Mycelia, the hair-like network of cells that grows in mushrooms, can be used to create a number of strong products, including building materials. Ecovative, a company that recently released a new mycelium-based “biofabrication platform," and has previously released products like mushroom furniture and MycoBoard, is betting on the substance.

Fast Company's Adele Peters writes:

“It’s using nature as a molecular assembler,” co-founder Eben Bayer says. Ecovative first launched a decade ago by making packaging, now used by Dell and Ikea, that injects farm waste products with mushroom spawn inside a mold. Days later, the mycelium completes the growth of the product, which can be used as a compostable alternative to Styrofoam. The same process can also be used to grow building materials.

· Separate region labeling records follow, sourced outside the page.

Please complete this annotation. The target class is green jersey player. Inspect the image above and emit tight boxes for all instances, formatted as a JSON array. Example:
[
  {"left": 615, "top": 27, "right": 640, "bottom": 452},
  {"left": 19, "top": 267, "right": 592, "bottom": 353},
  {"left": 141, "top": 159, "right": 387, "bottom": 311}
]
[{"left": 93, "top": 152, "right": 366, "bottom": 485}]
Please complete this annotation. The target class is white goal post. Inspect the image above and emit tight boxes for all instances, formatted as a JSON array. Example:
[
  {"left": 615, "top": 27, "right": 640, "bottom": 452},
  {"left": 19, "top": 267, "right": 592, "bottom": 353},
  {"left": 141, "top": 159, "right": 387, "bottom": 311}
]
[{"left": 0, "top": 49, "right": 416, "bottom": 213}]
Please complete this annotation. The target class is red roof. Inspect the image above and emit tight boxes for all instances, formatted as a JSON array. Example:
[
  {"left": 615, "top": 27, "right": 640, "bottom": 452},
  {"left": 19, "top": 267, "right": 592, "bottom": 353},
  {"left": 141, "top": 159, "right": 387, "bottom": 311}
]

The company’s new MycoFlex platform, which Ecovative announced at SynBioBeta, a synthetic biology conference in San Francisco, can create higher-performing materials. The company is now beginning to license the process to other manufacturers. “Our intellectual property is in understanding the growth and the growth processes that’ll coax mycelium to create these very complex structures, do so repeatedly, and do so at scale,” Bayer says.

The process involves growing trays of mycelia, along with a nutritious substrate, in long walk-in tunnels. By controlling temperature, humidity, carbon dioxide, airflow, and other factors, it’s possible to control the geometry, density, size, and shape of the material.